L’altro principale affondo di von der Leyen è sulla politica estera: «Il mondo è stato testimone delle atrocità russe in Ucraina. Ma c’è ancora chi dà la colpa della guerra non all’invasore ma all’invaso, non alla voglia di potere di Putin ma di libertà del popolo ucraino. Mi domando: sarebbe stata data la colpa agli ungheresi per l’invasione sovietica del 1956? O ai cechi per l’oppressione nel 1968? O ai lituani per il giro di vite del 1991? Possiamo avere storie e lingue diverse In Europa, ma non c’è lingua in cui pace è sinonimo di resa». E accusa il governo ungherese pure di aprire la porta (d’Europa) a russi e cinesi, incluse spie e agenti.
Ma la lista di chi non vedeva l’ora di cogliere l’occasione per rinfacciargli tutte le sue malefatte è ancora lunga. Gli attacchi sono impietosi.
Valerie Hayer, capogruppo dei liberai di Renew e fedelissima di Emmanuel Macron, lo accusa di aver costruito un «sistema basato sulle bufale» a discapito dell’Ue, un regime che dilapida ogni giorno milioni di fondi europei per stare in piedi, dunque di soldi dei contribuenti degli altri Paesi: «L’unica cosa che non rigettate dell’Ue sono i suoi assegni, sapendo che ungheresi se no non vi seguirebbero.

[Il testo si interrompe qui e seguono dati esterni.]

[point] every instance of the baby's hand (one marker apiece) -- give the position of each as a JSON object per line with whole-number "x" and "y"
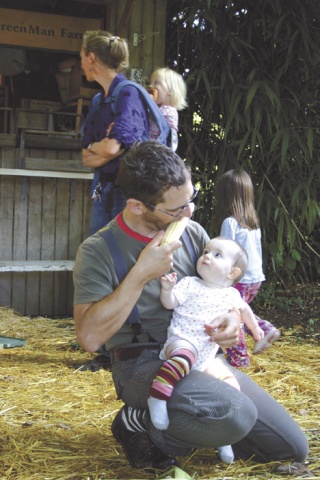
{"x": 257, "y": 333}
{"x": 168, "y": 281}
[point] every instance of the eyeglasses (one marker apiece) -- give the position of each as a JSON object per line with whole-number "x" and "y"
{"x": 180, "y": 209}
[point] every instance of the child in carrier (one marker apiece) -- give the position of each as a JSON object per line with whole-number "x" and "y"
{"x": 169, "y": 91}
{"x": 237, "y": 219}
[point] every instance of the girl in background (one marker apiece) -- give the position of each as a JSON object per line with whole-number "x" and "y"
{"x": 237, "y": 219}
{"x": 103, "y": 56}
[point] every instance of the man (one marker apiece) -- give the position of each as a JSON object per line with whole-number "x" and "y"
{"x": 204, "y": 411}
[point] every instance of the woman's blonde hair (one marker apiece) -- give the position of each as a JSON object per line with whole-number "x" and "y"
{"x": 110, "y": 50}
{"x": 173, "y": 83}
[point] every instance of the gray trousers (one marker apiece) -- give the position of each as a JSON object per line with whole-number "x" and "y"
{"x": 205, "y": 412}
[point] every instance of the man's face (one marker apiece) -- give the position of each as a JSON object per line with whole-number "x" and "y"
{"x": 177, "y": 203}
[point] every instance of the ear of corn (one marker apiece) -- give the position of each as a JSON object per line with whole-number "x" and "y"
{"x": 175, "y": 230}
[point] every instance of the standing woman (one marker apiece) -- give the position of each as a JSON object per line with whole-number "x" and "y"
{"x": 103, "y": 56}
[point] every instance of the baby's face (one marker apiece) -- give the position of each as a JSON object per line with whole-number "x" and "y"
{"x": 217, "y": 261}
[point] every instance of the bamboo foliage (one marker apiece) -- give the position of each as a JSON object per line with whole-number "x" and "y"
{"x": 252, "y": 70}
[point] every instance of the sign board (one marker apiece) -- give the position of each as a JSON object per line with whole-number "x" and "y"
{"x": 44, "y": 31}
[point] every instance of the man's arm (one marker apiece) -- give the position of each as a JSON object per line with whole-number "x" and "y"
{"x": 247, "y": 316}
{"x": 101, "y": 153}
{"x": 97, "y": 322}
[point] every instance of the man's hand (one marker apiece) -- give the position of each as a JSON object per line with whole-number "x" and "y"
{"x": 225, "y": 329}
{"x": 154, "y": 260}
{"x": 168, "y": 281}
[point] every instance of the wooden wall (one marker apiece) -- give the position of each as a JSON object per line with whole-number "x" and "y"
{"x": 148, "y": 21}
{"x": 45, "y": 218}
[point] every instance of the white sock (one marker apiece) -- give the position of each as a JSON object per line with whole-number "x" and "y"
{"x": 158, "y": 413}
{"x": 225, "y": 454}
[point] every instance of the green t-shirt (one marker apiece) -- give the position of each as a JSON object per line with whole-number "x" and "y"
{"x": 94, "y": 277}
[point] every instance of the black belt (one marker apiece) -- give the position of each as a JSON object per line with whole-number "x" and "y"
{"x": 122, "y": 354}
{"x": 108, "y": 177}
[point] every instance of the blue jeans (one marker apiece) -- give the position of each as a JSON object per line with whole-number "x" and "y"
{"x": 111, "y": 201}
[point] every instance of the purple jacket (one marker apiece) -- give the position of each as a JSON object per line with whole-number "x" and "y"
{"x": 130, "y": 120}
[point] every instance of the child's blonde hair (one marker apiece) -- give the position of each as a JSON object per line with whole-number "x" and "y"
{"x": 173, "y": 83}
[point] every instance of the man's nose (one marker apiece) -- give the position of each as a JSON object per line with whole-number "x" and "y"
{"x": 188, "y": 211}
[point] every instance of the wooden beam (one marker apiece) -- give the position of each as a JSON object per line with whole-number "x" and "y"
{"x": 127, "y": 13}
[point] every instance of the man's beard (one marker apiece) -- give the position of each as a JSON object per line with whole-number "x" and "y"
{"x": 153, "y": 222}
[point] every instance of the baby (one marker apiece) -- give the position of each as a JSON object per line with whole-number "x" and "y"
{"x": 194, "y": 301}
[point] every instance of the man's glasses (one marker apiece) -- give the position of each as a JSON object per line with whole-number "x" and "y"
{"x": 180, "y": 209}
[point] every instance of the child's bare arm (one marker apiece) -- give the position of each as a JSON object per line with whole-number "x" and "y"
{"x": 167, "y": 297}
{"x": 248, "y": 318}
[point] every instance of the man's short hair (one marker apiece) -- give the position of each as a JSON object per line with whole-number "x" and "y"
{"x": 149, "y": 169}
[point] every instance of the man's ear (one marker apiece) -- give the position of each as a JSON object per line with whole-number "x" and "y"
{"x": 135, "y": 206}
{"x": 235, "y": 272}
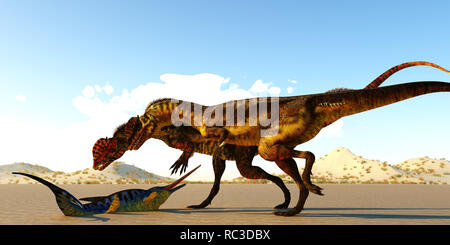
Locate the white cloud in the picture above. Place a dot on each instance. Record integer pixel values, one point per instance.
(69, 148)
(108, 89)
(21, 98)
(88, 92)
(260, 88)
(290, 90)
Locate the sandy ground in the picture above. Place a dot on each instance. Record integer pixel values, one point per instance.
(243, 204)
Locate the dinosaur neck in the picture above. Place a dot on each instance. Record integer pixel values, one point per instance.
(335, 106)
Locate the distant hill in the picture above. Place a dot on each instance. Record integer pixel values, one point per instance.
(342, 166)
(338, 166)
(117, 173)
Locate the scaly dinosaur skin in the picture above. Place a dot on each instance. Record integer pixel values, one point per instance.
(131, 200)
(307, 114)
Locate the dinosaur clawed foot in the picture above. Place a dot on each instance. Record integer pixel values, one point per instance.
(282, 206)
(314, 189)
(200, 206)
(290, 212)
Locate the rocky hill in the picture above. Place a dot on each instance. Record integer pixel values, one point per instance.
(342, 166)
(118, 173)
(338, 166)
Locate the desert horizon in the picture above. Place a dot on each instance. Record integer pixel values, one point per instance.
(338, 166)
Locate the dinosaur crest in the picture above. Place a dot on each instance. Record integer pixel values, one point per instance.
(105, 150)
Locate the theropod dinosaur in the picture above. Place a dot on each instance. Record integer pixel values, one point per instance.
(190, 140)
(131, 200)
(302, 118)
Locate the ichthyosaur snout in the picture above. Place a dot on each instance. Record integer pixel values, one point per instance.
(130, 200)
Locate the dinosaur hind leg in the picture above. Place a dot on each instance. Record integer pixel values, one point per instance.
(289, 166)
(254, 172)
(219, 168)
(281, 152)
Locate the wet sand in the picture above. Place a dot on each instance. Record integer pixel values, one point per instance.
(242, 204)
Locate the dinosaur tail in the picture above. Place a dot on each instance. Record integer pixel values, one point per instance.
(380, 79)
(346, 103)
(67, 203)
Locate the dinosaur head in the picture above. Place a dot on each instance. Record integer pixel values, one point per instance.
(107, 150)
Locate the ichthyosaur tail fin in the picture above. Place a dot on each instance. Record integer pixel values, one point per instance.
(67, 203)
(93, 199)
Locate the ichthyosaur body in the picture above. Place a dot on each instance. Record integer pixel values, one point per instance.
(130, 200)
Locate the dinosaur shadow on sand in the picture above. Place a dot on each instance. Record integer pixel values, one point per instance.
(262, 211)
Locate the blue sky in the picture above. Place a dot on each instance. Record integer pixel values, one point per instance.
(50, 51)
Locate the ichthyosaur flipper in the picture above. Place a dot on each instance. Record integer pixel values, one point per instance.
(130, 200)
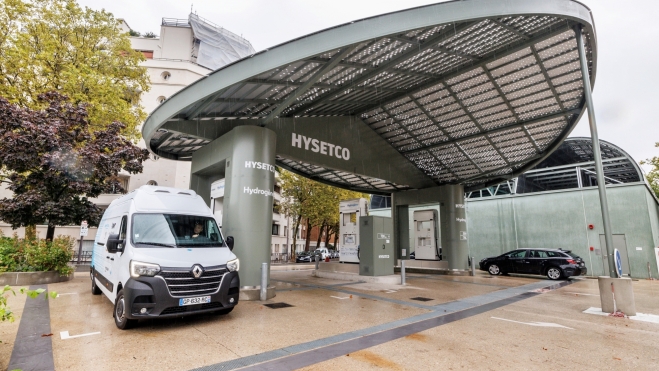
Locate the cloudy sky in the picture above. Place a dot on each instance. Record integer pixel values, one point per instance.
(625, 93)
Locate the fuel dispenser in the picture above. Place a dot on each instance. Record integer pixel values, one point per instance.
(376, 246)
(349, 213)
(426, 235)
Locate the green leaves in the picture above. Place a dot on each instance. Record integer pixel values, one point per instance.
(55, 45)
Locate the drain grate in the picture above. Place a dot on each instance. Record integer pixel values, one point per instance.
(277, 305)
(419, 298)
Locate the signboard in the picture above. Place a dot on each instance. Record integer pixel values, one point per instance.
(83, 229)
(217, 189)
(618, 262)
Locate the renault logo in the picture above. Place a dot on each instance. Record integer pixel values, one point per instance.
(197, 270)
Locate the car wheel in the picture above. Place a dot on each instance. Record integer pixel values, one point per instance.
(224, 311)
(95, 289)
(120, 319)
(554, 273)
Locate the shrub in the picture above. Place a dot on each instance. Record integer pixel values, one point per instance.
(22, 255)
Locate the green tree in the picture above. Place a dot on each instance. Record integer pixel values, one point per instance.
(54, 164)
(55, 45)
(653, 175)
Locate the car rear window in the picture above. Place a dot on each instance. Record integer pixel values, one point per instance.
(574, 255)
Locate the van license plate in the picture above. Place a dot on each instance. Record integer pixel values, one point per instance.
(193, 301)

Quanto all’immigrazione, è l’affondo, «altro che bus di migranti spediti a Bruxelles (come Orbán ha minacciato più volte, ndr), i bus dall’Ungheria partono già, ma di cittadini che se ne vogliono andare» da un Paese corrotto e invivibile.
Conclusione a nome di Renew: «È tempo di sospendere il diritto di voto del’Ungheria al Consiglio Ue».
Ad attaccare Orbán sono pure la capogruppo dei Socialisti e Democratici, la spagnola Iratxe García Pérez, e l’esponente della Sinistra Martin Schirdewan. Ma la requisitoria più dura di tutte è quella della co-leader dei Verdi Ue Terry Reintke: «Lei non è il benvenuto qui. Questa è la casa della democrazia europea, non delle bugie e della propaganda. Lei – è l’affondo – ha costruito un regime ibrido di autocrazia elettorale, è il servo di un regime sanguinario, quello di Putin. Lei ruba il denaro dei cittadini Ue: non è un leader forte, non finga neppure di esserlo, è un debole». Alla fine a difendere Orbán resta solo il gruppo dei Patrioti di cui fa parte anche la Lega, e con maggior tiepidezza l’Ecr di Giorgia Meloni rappresentato in Aula da Nicola Procaccini.